ということは、通常のスイングと同じようにアドレスしてアッパーブローで打つと、ボールが左側にずれている(=スイング最下点が左にずれている)分だけ、ヘッドのトウ(トゥ。先の方)でボールを打つことになってしまいます。

そこで、それを防ぐために、体全体を前方にずらすことで、インパクトがトウ側にずれるのと相殺し、ヘッドの芯でボールを捉えることができるわけです。


ティーアップ5の2
↑インパクトの瞬間です。

4)以上のようにティーアップすると、アドレスの完成した時点で、ボールは左足かかと線上よりボール1個分左にあります。ヘッドは左足かかと線上、かつ通常よりも1から2センチほど前方(正面方向)にずれたところにソールされています。

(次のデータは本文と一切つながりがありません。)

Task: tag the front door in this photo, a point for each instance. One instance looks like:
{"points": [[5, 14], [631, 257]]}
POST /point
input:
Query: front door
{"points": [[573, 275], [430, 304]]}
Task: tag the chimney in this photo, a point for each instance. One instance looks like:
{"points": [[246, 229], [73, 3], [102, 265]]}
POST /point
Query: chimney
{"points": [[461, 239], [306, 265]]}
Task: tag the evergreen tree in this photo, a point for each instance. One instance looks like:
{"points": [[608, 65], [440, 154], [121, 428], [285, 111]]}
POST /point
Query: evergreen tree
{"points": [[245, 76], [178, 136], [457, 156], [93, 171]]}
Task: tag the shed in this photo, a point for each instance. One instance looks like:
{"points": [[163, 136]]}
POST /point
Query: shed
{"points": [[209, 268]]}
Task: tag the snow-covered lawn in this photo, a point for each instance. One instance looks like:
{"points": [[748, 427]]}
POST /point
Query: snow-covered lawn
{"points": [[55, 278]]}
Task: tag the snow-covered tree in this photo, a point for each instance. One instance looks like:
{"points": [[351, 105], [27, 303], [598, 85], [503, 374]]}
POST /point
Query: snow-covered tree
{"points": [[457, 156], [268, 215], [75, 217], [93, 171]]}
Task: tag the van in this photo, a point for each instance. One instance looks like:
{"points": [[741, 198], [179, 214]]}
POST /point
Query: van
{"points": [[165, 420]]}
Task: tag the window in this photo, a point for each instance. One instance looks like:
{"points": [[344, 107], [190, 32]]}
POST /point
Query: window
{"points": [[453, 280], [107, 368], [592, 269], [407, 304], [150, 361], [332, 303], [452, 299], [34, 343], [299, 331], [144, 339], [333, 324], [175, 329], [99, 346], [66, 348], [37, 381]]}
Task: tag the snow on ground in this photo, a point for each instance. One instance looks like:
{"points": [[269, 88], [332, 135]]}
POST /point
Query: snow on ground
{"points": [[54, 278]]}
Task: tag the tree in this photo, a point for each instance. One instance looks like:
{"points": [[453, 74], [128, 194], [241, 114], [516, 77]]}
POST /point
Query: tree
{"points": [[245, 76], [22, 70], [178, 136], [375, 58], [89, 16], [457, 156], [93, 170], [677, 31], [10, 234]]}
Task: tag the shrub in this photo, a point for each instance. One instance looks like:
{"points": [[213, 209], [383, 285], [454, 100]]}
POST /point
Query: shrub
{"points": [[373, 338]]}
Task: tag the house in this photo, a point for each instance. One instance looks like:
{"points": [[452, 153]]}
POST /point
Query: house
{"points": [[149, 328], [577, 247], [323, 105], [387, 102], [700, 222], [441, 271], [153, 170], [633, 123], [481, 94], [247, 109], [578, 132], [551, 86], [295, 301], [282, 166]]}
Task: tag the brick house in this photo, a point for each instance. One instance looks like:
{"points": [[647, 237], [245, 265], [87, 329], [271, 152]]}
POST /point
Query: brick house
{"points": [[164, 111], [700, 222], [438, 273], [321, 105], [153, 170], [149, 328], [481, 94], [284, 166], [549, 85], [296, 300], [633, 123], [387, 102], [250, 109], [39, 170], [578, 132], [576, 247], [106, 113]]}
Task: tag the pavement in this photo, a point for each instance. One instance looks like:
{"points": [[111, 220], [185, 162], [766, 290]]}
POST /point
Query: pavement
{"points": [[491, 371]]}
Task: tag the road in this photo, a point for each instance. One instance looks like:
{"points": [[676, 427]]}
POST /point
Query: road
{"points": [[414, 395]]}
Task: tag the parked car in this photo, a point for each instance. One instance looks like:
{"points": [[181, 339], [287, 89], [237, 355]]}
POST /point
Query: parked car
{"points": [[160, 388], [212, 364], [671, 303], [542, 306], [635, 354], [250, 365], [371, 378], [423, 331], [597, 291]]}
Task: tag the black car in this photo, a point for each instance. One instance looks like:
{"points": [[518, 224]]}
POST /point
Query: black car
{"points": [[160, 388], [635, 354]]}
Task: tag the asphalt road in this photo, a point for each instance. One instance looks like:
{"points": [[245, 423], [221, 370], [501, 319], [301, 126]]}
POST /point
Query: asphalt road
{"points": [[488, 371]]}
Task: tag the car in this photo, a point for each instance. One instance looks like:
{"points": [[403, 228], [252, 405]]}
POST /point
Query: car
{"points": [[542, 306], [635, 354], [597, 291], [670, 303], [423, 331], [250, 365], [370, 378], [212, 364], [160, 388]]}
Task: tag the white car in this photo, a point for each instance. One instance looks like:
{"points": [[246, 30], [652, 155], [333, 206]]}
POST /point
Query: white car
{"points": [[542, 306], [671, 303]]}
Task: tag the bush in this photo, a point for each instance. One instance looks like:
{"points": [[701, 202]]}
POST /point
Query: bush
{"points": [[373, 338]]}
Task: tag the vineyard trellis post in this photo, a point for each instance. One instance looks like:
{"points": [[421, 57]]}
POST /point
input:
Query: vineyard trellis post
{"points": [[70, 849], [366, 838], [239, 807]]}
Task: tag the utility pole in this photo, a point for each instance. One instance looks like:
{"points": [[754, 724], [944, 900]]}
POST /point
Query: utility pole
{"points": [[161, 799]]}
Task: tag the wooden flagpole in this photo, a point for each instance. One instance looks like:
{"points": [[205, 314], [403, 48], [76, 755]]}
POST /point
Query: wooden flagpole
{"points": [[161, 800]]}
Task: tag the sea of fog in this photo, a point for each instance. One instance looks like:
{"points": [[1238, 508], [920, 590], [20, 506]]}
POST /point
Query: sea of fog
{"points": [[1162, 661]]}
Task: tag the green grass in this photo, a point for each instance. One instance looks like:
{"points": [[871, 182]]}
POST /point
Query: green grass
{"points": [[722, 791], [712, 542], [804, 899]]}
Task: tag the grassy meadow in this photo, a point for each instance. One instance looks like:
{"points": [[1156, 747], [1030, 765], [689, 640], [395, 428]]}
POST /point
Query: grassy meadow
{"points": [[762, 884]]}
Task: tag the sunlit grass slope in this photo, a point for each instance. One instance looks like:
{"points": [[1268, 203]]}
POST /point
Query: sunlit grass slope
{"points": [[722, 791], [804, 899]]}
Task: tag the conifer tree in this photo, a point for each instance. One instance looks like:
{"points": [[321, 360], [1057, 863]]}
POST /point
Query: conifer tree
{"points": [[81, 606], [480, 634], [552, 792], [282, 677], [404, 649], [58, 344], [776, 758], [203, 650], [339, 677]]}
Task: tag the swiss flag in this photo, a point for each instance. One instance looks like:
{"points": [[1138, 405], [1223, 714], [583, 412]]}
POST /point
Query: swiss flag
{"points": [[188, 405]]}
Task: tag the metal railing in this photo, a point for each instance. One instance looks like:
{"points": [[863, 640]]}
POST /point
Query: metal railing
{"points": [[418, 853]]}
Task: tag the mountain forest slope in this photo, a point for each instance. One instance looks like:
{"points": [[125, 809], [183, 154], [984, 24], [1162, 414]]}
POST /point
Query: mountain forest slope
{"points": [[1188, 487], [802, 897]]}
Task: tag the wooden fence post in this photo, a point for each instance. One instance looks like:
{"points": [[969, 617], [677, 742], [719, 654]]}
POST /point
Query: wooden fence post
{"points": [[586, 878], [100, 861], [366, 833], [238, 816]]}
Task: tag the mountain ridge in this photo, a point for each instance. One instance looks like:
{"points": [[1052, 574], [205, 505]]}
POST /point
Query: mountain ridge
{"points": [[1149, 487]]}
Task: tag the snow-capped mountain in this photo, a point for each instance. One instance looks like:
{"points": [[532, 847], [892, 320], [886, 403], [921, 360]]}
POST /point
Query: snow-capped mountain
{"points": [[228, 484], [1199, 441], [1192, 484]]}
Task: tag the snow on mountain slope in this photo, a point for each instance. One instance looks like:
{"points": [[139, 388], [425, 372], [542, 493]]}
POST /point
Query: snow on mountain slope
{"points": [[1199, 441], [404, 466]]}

そして、正確不動法の基本どおりにあとはスイングするだけです。ここで重要なのは、あくまでもヘッドをソールしたところでインパクトするつもりで振ることです。

こうすれば、実際にはソールしたところからボール1個分左に行ったところで、かつ手前に1から2センチほどずれたところでインパクトがされて、アッパーブローでボールを打つことができます。


慣れてきたら簡単セットアップ

上記の体全体を1から2センチ前方にずらすという点ですが、慣れてきたらわざわざこうしなくても、アドレス時にあらかじめずらすようにしてもよいです。

具体的には、両足をそろえてボールの前に立ったときに、普通はクラブフェースの中央(トウとヒールの真ん中)にボールを合わせますが、これをボールの位置がフェース(フェイス)の真ん中よりも1、2センチヒール側になるようにします。

その上でスタンスを取れば、セットアップが簡単にできます。